Why is that a problem? Business ventures come and go all the time, it's only when they get subsidized, propped up or bailed out that artificial advantages and corruption of the market occurs, changing it from a free market to a coercive and manipulative one. If the private transfer feature fails for any reason and a competitor is willing to risk stepping in to compete the process may repeat with a new approach and new conditions. Or, the feature fails and disappears b/c it just isn't viable. That's the free market.
OnceUpon is taking on all of the risk so he is entitled to 100% of the benefit. That's NOT 100% of the fees collected, b/c 20% of those fees are overhead paid to the ecosystem, thus helping to sustain the ecosystem.
Furthermore, he is being highly generous by his willingness to sell his controlling interest in the FBA revenue stream to a 3rd party that will hopefully offer that revenue stream to the community.
That is the part of the plan which is the most foggy IMO, b/c until private transfers are implemented and the STEALTH FBA begins to produce revenue, nobody has any idea what value it represents, it sheer speculation. Moreover, it is a sticky matter to dictate to a buyer of a thing what they can or can't do with it after they own it. So what control OnceUp has over the revenue stream AFTER he sells it cannot be known, especially right now before the revenue stream exists.

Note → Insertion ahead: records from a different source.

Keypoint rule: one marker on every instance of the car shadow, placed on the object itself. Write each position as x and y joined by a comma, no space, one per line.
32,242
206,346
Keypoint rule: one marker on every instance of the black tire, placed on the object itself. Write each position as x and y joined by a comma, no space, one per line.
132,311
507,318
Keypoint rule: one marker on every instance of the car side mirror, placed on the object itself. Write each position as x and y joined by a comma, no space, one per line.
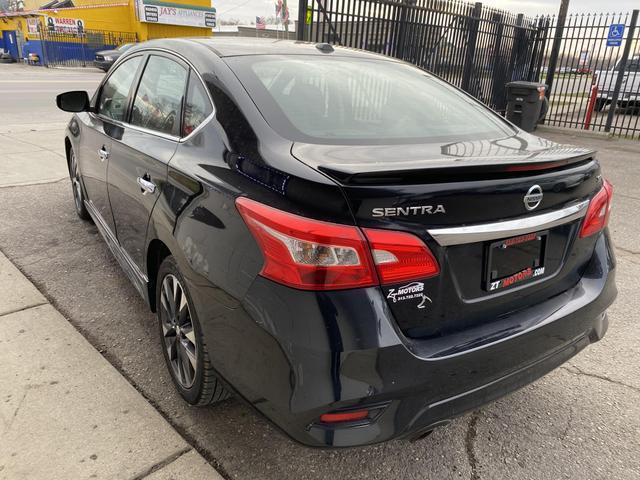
75,101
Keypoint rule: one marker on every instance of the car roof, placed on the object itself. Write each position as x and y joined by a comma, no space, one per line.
237,46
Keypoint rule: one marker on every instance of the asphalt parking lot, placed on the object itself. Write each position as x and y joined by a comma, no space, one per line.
582,421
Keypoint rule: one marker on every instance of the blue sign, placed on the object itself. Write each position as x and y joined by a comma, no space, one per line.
616,32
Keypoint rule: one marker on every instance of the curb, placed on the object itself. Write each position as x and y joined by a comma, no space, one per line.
110,429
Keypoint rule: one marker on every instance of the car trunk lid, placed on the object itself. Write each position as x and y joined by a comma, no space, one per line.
437,189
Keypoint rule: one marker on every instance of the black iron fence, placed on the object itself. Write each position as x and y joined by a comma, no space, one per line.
79,48
596,80
477,48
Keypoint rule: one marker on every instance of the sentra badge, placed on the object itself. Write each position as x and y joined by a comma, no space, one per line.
407,211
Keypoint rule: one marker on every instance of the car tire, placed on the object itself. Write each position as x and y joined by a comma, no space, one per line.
182,342
600,104
76,187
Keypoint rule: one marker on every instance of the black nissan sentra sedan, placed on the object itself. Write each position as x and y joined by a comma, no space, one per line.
354,247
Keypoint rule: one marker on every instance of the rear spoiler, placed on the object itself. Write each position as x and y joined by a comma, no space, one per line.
456,170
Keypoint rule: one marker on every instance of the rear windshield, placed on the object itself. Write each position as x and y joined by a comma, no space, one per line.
360,101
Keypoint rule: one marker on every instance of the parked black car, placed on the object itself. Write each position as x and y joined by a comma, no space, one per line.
104,59
354,247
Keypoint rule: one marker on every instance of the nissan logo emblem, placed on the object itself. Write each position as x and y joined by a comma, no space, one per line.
533,198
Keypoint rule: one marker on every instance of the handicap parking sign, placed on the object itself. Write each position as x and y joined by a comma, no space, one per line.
616,32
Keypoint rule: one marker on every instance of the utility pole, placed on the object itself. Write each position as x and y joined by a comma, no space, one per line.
555,49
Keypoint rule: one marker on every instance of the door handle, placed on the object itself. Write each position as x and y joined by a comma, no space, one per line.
103,153
146,186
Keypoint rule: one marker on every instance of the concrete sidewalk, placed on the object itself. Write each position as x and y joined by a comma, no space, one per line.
67,413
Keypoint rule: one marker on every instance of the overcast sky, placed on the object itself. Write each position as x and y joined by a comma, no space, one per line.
247,10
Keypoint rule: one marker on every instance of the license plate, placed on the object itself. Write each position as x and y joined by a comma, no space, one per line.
515,260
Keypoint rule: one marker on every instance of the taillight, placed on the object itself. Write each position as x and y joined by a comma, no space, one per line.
308,254
597,216
315,255
400,256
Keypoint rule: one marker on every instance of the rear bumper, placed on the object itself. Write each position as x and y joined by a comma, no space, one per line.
295,355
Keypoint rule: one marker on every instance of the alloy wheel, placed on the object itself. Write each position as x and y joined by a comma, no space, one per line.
178,334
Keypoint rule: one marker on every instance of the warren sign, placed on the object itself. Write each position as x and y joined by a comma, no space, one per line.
152,11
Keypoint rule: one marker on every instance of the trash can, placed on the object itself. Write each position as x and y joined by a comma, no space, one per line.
526,104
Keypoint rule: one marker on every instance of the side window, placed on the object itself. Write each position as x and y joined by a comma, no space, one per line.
158,101
114,94
197,107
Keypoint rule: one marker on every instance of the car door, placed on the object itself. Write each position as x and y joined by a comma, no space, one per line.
101,126
139,158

Just for the sake of argument lets say private transfers are wildly successful and OnceUp sells his entire stake in the FBA revenue stream to a 3rd party that says they'll offer some of it to the public but that 3rd party changes their mind and decides to keep 100% of his proceeds (80% of the fees). That is their right to do, barring some license or contractual agreement with OnceUp to the contrary. In such a scenario there is nothing stopping someone else from offering a competing solution and trying to capture a portion of that lucrative revenue pie. If their "new and improved" private transfer feature has value, can be marketed effectively to capture a portion of the market and return proceeds to the community as OnceUp intended, it might succeed in capturing a significant portion of the market or applying enough pressure on the incumbent feature provider to start offering dividends.
Point is we can't be certain of what the future brings but denying an investor the rewards of his investment and expecting an entitlement to the upsides but not the downsides is totally contrary to the free market principles this ecosystem is built on.